Improved Physical Structures

The Relational Model and SQL Standard define things at a logical level and are silent about physical details This allows implementations complete freedom in the physical structures used. However, current SQL DBMSs tend to use simple structures and access paths (primarily -- indexing, hashing and sorting). They use random access disks as the storage medium, converting data to octets (8 bit bytes) using serialization. Random access and serialization can be expensive, especially for objects.

There is much room for improvement here. In-memory storage is a promising technique supported by some newer RDBMSs. In-memory structures are direct access and can avoid conversion/serialization to achieve high-performance processing. This is especially important for systems with no or inefficient random access storage.

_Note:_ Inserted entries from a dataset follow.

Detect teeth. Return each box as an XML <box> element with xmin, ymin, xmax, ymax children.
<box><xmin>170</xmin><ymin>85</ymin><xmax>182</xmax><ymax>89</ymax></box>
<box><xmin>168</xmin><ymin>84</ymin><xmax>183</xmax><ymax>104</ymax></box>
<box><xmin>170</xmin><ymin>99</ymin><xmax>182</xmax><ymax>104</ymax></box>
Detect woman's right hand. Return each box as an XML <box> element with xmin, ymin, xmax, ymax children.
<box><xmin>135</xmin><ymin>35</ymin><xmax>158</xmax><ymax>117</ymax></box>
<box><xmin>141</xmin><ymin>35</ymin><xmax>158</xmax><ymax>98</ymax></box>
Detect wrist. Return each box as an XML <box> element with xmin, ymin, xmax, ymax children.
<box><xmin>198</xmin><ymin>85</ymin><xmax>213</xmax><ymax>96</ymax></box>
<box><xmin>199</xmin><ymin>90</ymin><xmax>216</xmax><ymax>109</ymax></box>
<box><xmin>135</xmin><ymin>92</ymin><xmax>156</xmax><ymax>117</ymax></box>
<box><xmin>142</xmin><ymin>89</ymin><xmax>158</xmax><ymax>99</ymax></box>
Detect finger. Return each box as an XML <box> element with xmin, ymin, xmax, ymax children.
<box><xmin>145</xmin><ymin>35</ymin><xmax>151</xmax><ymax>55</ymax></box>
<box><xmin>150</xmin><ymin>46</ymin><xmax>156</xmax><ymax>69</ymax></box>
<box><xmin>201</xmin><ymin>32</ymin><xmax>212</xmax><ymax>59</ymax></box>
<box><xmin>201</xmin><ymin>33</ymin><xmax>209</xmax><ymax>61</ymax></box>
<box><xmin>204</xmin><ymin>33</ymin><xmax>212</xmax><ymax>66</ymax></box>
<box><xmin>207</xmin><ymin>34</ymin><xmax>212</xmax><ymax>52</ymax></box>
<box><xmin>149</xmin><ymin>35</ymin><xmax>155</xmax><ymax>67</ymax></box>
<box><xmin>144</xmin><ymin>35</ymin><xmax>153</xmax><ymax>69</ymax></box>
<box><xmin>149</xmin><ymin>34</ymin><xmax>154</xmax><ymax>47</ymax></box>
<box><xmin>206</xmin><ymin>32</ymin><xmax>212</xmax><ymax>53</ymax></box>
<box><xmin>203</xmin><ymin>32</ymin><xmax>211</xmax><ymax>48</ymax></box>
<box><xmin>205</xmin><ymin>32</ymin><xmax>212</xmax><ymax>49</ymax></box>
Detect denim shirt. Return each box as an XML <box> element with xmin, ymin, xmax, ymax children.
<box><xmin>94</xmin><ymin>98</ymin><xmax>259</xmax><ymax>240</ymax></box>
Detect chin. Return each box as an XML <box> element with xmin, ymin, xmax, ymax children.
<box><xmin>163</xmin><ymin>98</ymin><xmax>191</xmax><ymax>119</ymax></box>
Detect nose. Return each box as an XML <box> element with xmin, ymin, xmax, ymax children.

Active Databases and Publish/Subscribe Capabilities

An active database is a database system that keeps the client up-to-date about any changes to queried data as they occur. For example, the client sends a query to the database selecting and retrieving a set of data. As long as the client keeps the query open, it will receive notification of any change (Insert, Update, Delete) made to the backend database. A publish/subscribe facilities provides a similar capability -- retrieving an initial data set and then receiving notifications of changes to the set. Note: Relational implementations of active databases have existed since the '90s.

Federated Databases

A federated database system combines 2 or more distinct servers under a single interface. A number of implementations have been developed. A common example of their use is a single query that joins tables from different databases. The problem with federated databases is they are not efficient in the general case, because only limited optimization is possible.

If each participating database system is from the same vendor (homogeneous databases), they can communicate to achieve some reasonable optimization plan. However, this isn't feasible for heterogeneous databases. A standard optimization dialogue/protocol to support this is not possible because of divergent, proprietary implementations. An efficient federation of heterogeneous databases is a pipe dream.

Evolving Schemas

Gray is using an OO mindset when referring to schema evolution. Because OO lacks a coherent data model, constant restructuring of the object design becomes almost a necessity. This is also an essential component in the Extreme Programming (XP) paradigm.

Schema changes are much less common in a relational database. Relational theory and normalization techniques create flexible designs that can survive environment evolution. Should structural changes do become necessary, the normalized design and relational facilities like views can ease the transition and limit the effects of the change. Some applications may require no changes at all.